Solved – VIF(collinearity) vs Correlation

correlationmulticollinearityvariance-inflation-factor

I am trying to understand the basic difference between both . As per what i have read through various links, previously asked questions and videos –

Correlation means – two variables vary together, if one changes so does the other but it does not imply collinearity or that one can explain the other.

VIF – Inflation in the variance of the regression coefficients ?( due to the col-linearity existing among predictors )

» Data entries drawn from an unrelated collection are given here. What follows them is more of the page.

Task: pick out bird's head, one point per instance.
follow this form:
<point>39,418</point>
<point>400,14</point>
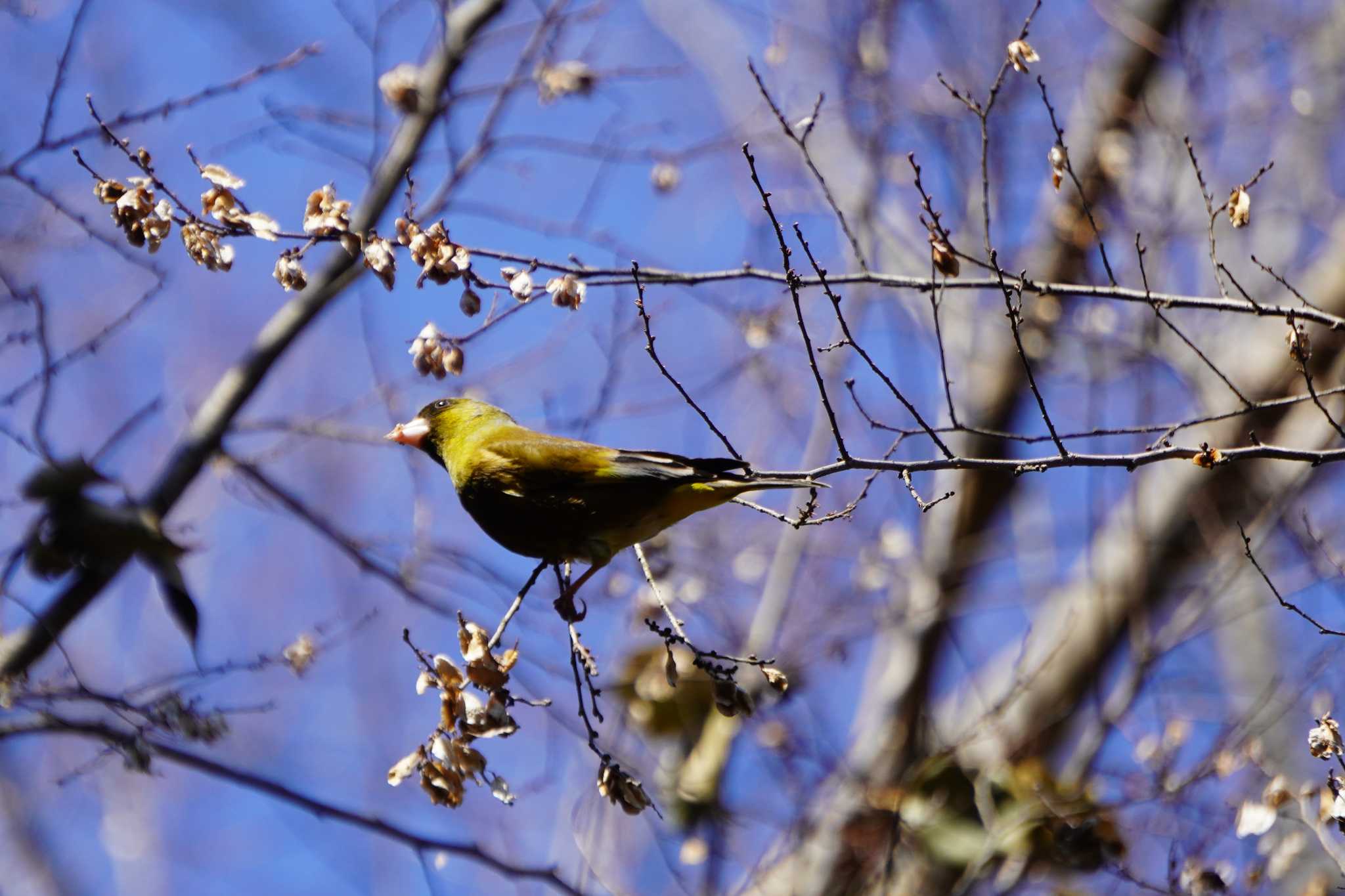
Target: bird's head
<point>444,425</point>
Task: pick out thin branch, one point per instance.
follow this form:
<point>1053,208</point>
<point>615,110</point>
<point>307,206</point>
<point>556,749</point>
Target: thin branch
<point>136,743</point>
<point>19,649</point>
<point>1013,314</point>
<point>1247,551</point>
<point>850,340</point>
<point>667,375</point>
<point>801,141</point>
<point>791,280</point>
<point>514,606</point>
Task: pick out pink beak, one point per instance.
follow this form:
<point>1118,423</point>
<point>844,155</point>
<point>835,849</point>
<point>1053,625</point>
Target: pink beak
<point>412,433</point>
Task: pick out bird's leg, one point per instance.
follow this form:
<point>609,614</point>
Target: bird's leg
<point>565,603</point>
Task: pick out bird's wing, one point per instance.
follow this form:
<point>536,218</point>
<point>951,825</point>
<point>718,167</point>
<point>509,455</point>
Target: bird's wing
<point>554,464</point>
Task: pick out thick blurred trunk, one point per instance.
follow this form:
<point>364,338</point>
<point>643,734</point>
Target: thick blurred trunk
<point>848,840</point>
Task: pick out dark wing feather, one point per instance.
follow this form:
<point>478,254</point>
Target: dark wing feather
<point>662,465</point>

I am still confused around –

  1. Variance inflation we mean is how inflated the regression coefficients are due to two or more collinear predictors ?

  2. High VIF( > 10) implies high correlation but vice versa is not true ? Can this be explained with an example through variables ?

Best Answer

First, I think it is better to use condition indexes rather than VIF to diagnose collinearity. See the work of David Belsley or even (if you want a soporific) my dissertation (that link seems to have vanished; this one should work (I hope).

However, to get to your question: It is possible to have very low correlations among all variables but perfect collinearity. If you have 11 independent variables, 10 of which are independent and the 11th is the sum of the other 10, then correlations will be about 0.1 but collinearity is perfect. So, high VIF does not imply high correlations.

It is also true that you can have pretty high correlations without it creating troublesome collinearity, but this is trickier to show. See the references.